March 27, 2019 02:21 pm News Staff – In 2016, fentanyl officially overtook heroin as the nation's deadliest drug. That year, the synthetic opioid was linked to 18,335 deaths in the United States, compared with 15,961 attributed to heroin. Leading up to that event, the number of deaths attributed to fentanyl overdose almost doubled each year between 2013 and 2016.
To further flesh out this explosion: From 2011 through the third quarter of 2013, there were fewer than 500 fentanyl-involved deaths per quarter; contrast that with a steady increase from the last quarter of 2013 to the last quarter of 2016, which saw more than 5,800 fentanyl overdose deaths.
That's according to a new CDC report on drug overdose deaths involving fentanyl from 2011 to 2016 that was released March 21. The report used data from the National Vital Statistics System - Mortality (NVSS-M) on multiple causes of death from 2011-16; NVSS-M contains information from death certificates on cause of death and demographic and geographic factors.
Among demographic details from the report:
A new CDC report on drug overdose deaths involving fentanyl found skyrocketing rates of mortality related to the drug across the board, especially among minorities.
Another recent study from the agency that used "drug mentioned with involvement" methodology found that in 2016, fentanyl was the most frequently mentioned drug involved in overdose deaths -- up from 10th on the list in 2011.
A recent analysis from Child Trends of data from the National Survey on Drug Use and Health found that youth of color (ages 21 and younger) were significantly less likely to receive treatment than white peers.
The CDC report also found that starting in 2013, rates of drug overdose deaths related to fentanyl for males started to increase more rapidly than for females; by 2016, the rate for males was 2.8 times that for females.
As for how these data broke down by age, the agency's report found that in 2016, the rates of fentanyl overdose deaths were highest among adults ages 25-34 and 35-44.
Finally, CDC researchers parsed the data by public health region and found that in 2016, rates of fentanyl-related overdose deaths were higher in the Northeast, South and Upper Midwest than those in the Midwest, Southwest or Pacific Northwest.
The March CDC report pointed to a study report the agency published late last year that used "drug mentioned with involvement" methodology and found that in 2016, fentanyl was the most frequently mentioned drug involved in unintentional overdose deaths -- up from 10th on the list in 2011.

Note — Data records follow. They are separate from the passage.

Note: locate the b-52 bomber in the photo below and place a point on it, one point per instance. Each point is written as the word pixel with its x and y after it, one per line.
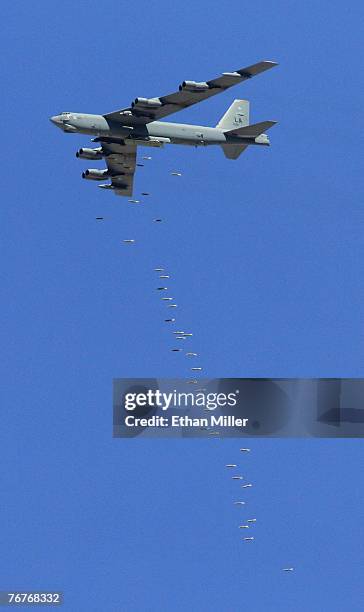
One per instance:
pixel 121 132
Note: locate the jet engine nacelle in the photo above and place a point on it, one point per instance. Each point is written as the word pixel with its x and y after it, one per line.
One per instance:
pixel 94 174
pixel 147 102
pixel 194 86
pixel 89 153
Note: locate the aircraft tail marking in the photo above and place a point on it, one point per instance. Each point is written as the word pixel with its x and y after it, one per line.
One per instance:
pixel 236 116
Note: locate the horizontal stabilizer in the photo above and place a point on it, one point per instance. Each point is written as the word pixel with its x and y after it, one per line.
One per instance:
pixel 233 151
pixel 252 131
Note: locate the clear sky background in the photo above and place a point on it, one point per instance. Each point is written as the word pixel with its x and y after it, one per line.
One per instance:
pixel 266 255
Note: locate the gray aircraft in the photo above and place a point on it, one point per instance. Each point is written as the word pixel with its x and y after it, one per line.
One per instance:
pixel 121 132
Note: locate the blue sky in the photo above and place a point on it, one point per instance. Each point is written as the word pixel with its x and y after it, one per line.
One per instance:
pixel 266 255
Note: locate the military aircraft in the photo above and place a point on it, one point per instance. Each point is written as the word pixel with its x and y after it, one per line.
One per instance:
pixel 121 132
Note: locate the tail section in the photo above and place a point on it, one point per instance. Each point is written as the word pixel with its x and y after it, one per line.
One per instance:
pixel 251 131
pixel 237 116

That earlier study also showed that deaths that involved fentanyl also frequently involved other drugs, said the March study report, noting, for example, that in 2016, "nearly 70 percent of deaths involving fentanyl also involved one or more other drugs, such as heroin or cocaine."
According to a recent analysis from Child Trends of data derived from the National Survey on Drug Use and Health, only a small portion of youth who report pain reliever abuse or dependence (including from opioids) are receiving addiction treatment.
Published on March 20, the analysis also found that youth of color ages 21 and younger were significantly less likely to receive treatment than their white peers -- a trend that has persisted almost every year since 2002, when deaths due to prescription opioids began to increase.
"As of 2016, 16.1 percent of white youth who abused pain relievers received treatment, compared to 16.7 percent in 2002," the analysis said. "Just 9.5 percent of youth of color who abused pain relievers received treatment in 2016 -- a 4.3 percentage point drop from 2002 (when 13.8 percent received treatment) and persistently lower than their white counterparts."
For this analysis, Child Trends explained, "youth of color" included black, Hispanic, Native American, Hawaiian/Pacific Islander and Asian young people, as well as those who were multiracial.
"These groups were combined due to small sample sizes," the report acknowledged, "which is regrettable, since each group's experiences in attempting to access treatment are different."
The analysis concluded by suggesting that even if treatment becomes more readily available for youth of color, they may still be less likely to seek treatment than their white peers for a number of reasons.
"Youth of color are less likely to be insured, screened for substance abuse and referred to treatment by clinical providers," it said. "Treatment programs must be culturally tailored to the communities they serve and cognizant of these kinds of fraught histories."